Explainable Information Design

Optimal signaling schemes in information design (Bayesian persuasion) often involve randomization or disconnected partitions of state space, which might be too intricate to be audited or communicated. We propose explainable information design in the context of linear information design with a continuous state space. In the case of single-dimensional state, we restrict the information designer to use $K$-partitional signaling schemes defined by deterministic and monotone partitions of the state space, where a unique signal is sent for all states in each part.

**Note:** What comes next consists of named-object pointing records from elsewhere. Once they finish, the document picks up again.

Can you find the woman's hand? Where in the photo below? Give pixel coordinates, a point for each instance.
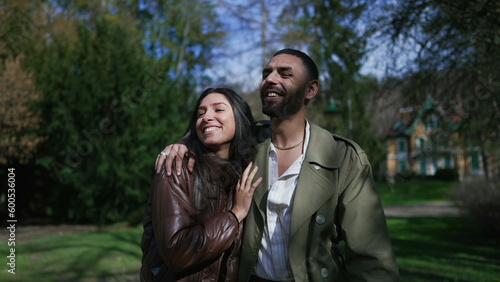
(244, 192)
(173, 152)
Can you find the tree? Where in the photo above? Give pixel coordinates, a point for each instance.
(117, 82)
(333, 32)
(456, 59)
(19, 123)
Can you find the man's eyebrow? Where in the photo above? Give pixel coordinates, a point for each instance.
(268, 69)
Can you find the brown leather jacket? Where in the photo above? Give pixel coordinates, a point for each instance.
(185, 242)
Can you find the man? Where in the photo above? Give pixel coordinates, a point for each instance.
(317, 191)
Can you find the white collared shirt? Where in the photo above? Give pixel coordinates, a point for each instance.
(273, 262)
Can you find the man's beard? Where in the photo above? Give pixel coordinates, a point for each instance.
(290, 105)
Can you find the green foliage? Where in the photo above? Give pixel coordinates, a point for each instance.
(446, 174)
(456, 59)
(481, 201)
(107, 111)
(118, 81)
(338, 45)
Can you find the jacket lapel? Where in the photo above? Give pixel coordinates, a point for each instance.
(261, 160)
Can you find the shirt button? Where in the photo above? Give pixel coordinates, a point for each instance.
(324, 272)
(320, 219)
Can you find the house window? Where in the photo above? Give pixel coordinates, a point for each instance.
(434, 164)
(447, 162)
(402, 165)
(474, 162)
(401, 145)
(421, 144)
(422, 166)
(431, 123)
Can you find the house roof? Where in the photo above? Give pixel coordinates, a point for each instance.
(406, 120)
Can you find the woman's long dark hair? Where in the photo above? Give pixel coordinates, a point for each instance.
(243, 147)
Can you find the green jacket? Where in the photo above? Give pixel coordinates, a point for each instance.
(336, 200)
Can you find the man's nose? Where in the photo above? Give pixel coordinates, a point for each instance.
(271, 77)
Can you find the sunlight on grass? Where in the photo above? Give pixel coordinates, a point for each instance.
(113, 255)
(443, 249)
(413, 191)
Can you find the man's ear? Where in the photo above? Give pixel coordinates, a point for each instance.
(312, 89)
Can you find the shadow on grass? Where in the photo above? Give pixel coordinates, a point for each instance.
(443, 249)
(113, 255)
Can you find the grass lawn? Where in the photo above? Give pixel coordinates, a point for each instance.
(413, 191)
(443, 249)
(112, 255)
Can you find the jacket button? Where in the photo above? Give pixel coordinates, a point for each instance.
(324, 272)
(320, 219)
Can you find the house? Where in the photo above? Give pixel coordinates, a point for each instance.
(419, 142)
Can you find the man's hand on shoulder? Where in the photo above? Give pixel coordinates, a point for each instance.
(173, 152)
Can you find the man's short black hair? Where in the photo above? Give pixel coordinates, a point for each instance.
(310, 65)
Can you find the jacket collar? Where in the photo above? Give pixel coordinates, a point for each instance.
(322, 151)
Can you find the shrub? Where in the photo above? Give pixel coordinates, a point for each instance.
(446, 174)
(481, 201)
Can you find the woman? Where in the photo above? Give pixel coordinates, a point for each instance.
(193, 222)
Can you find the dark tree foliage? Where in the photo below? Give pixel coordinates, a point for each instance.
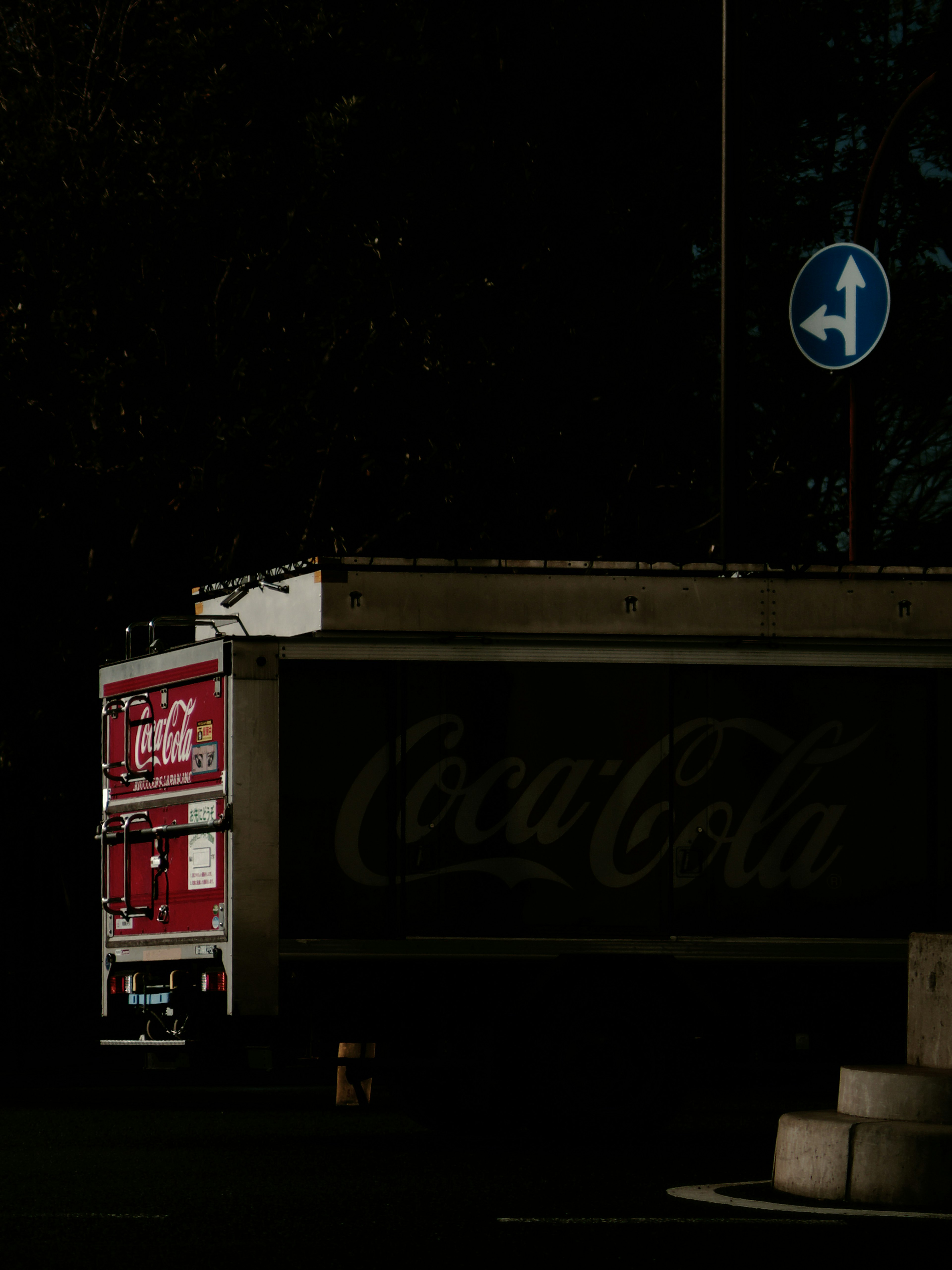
(293, 280)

We prove that the price of explainability (PoE) -- the ratio between the performances of the optimal explainable signaling scheme and unrestricted signaling scheme -- is exactly $1/2$ in the worst case, meaning that partitional signaling schemes are never worse than arbitrary signaling schemes by a factor of $2$. For a uniform prior, this PoE can be improved to a tight $2/3$. We then extend the analysis to multi-dimensional state spaces by studying two natural explainability notions: convex-partitional policies and axis-aligned rectangular policies. For convex-partitional policies, we prove a tight PoE of $1/(m+1)$, while for rectangular policies we establish a PoE guarantee under uniform prior that is independent of $K$ but unavoidably exponential in $m$. On the computational side, we prove that the exact optimization of explainable policy is NP-hard in general, but provide efficient approximation methods, including an FPTAS for Lipschitz utility functions and a polynomial-time algorithm that achieves the worst-case $1/2$ benchmark for the broad class of discontinuous, piecewise Lipschitz, utility functions.